Shézac pensa fugacement à Prodès Acilès, le démon qui était l’amant de leur roi, son « beau frère », comme il se moquait souvent de lui. Il se demandait parfois laquelle de leurs deux situation était la pire. Shézac savait que celui qu’il aimait était en bonne santé, mais ne pouvait ni le voir ni le toucher, condamné à vivre avec son souvenir et la crainte qu’il ne finisse par lui arriver quelque chose. Prodès, lui, veillait nuits et jours sur la dépouille inanimé de leur souverain, mais n’avait aucune certitude que son esprit finirait par se reconstruire et que la coquille vide se mouvrait à nouveau de sa propre volonté.

Shézac embrassa fugacement les lèvres de Scysios, comme pour chasser le souvenir lointain de celles de Zénon. Dans son malheur, il avait de la chance ; il n’était pas complètement seul.

Même s’il avait déjà prévu de passer un savon magistral à son ami pour tous les risques qu’il avait pris, dès que celui-ci serait rétabli.

- Allez, viens manger, lança-t-il au maudit tout en se redressant.
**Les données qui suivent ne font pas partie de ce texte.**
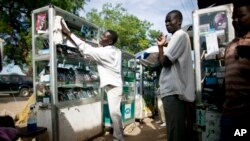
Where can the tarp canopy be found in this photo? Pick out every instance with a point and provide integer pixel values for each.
(11, 69)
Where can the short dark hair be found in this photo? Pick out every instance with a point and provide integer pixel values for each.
(113, 36)
(178, 14)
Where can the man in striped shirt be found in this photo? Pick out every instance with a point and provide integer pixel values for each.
(236, 108)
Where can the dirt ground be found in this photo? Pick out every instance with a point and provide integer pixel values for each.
(146, 130)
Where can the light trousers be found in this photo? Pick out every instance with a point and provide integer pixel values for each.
(114, 96)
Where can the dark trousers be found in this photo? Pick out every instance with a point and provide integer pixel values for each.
(175, 114)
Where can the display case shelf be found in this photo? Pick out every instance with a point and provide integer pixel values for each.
(66, 85)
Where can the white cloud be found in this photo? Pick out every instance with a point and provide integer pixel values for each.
(153, 11)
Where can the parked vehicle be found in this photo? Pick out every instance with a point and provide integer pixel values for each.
(18, 85)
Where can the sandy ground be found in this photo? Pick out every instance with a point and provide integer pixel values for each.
(146, 130)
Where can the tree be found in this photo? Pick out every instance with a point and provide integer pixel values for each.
(15, 25)
(134, 35)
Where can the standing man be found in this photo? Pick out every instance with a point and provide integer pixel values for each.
(177, 76)
(108, 59)
(235, 124)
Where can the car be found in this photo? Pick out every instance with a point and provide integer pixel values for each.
(18, 85)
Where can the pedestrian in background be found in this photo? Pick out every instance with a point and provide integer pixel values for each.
(108, 59)
(236, 108)
(177, 76)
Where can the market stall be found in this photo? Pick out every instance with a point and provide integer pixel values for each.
(66, 85)
(212, 30)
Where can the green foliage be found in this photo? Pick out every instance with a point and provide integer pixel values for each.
(134, 35)
(15, 25)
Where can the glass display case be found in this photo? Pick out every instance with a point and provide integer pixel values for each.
(66, 84)
(128, 99)
(212, 31)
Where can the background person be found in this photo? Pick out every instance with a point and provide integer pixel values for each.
(236, 108)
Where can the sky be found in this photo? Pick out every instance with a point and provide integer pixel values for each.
(153, 11)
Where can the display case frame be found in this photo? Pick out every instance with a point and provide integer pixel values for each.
(65, 119)
(212, 31)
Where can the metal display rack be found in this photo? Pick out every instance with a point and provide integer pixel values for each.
(212, 31)
(66, 85)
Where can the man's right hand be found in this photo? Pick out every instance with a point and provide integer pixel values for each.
(161, 40)
(65, 31)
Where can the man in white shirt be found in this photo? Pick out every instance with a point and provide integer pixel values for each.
(108, 59)
(177, 76)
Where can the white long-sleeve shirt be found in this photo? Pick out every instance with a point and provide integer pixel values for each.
(108, 61)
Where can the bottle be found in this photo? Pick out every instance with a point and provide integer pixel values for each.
(32, 120)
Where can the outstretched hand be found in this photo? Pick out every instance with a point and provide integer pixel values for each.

Je dois retourner voir mon père, il veut rencontrer Fallnir.

Scysios bâilla et s’étira de tout son long, comme un gros chat mal luné.
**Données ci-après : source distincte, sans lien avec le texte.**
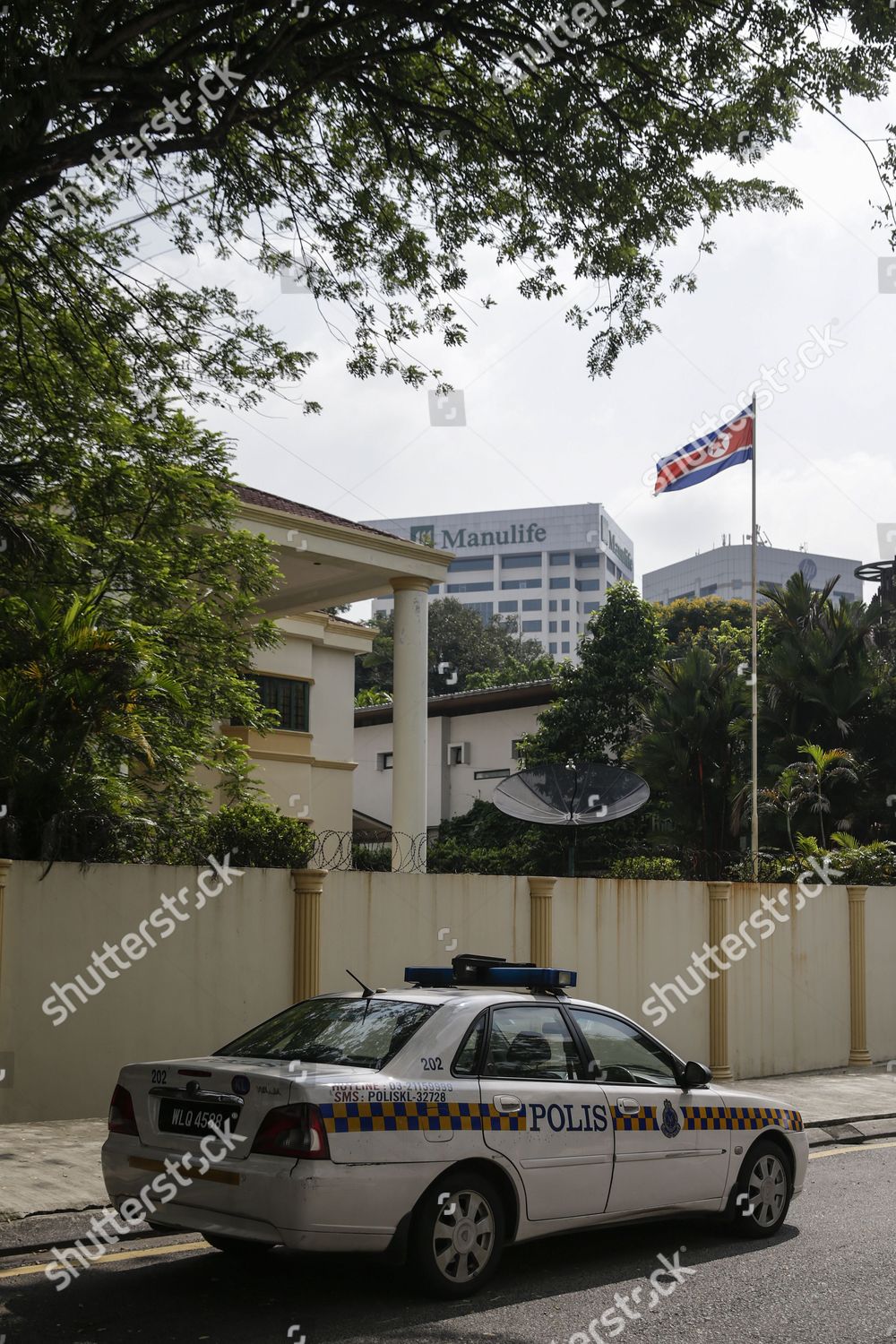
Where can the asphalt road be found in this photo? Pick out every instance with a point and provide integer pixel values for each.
(829, 1277)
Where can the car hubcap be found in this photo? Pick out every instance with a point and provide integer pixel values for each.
(463, 1236)
(767, 1190)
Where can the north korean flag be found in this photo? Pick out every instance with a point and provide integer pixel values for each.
(727, 446)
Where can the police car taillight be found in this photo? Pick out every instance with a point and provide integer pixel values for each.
(121, 1113)
(293, 1132)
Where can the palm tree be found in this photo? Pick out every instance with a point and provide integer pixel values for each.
(826, 769)
(694, 746)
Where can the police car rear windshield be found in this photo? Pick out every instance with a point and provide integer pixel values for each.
(365, 1032)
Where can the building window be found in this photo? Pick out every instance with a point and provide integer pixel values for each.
(520, 562)
(289, 696)
(473, 562)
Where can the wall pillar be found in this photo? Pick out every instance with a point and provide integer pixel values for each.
(719, 906)
(308, 890)
(541, 919)
(410, 693)
(4, 868)
(857, 994)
- Ils veulent s’entretuer ? Grogna le maudit en se frottant à nouveau les yeux, avant de nouer sommairement ses longs cheveux emmêlés.

Il avisa un plateau-repas que Shézac avait déposé sur un coin dégagé de son bureau, puis se tourna vers le réveil pour réaliser que la matinée n’était même pas encore terminée. Il aurait pu dormir encore quelques heures.

- Non, lui apprit Shézac avec un reniflement amusé. Mon père veut savoir ce que Fallnir va faire, maintenant.

Le blond était négligemment installé sur le lit, le bras posé sur un genou replié. Scysios s’assit sur le bord du matelas et se massa la nuque, tentant vainement d’émerger et de remettre un peu de clarté dans ses idées. Il ne savait pas ce qu’il s’était passé depuis sa perte de conscience, mais se doutait à la mine de Shézac que tout devait être rentré dans l’ordre. A vrai dire, il était trop dans le cirage pour se soucier de quoi que ce soit.

- D’ailleurs, je vais aller voir tout de suite, soupira Shézac en se redressant. Ca va aller, pour toi ?

Scysios resta longuement immobile, les yeux dans le vide. Il fallut un certain temps à son esprit embrumé pour comprendre la question et articuler une réponse de sa voix enrouée par le sommeil.

- Oui, je crois que ça va aller.

Rassuré par cette réponse, son compagnon s’approcha de lui et lui déposa un tendre baiser dans le creux de la gorge. Scysios eut un léger frisson de plaisir.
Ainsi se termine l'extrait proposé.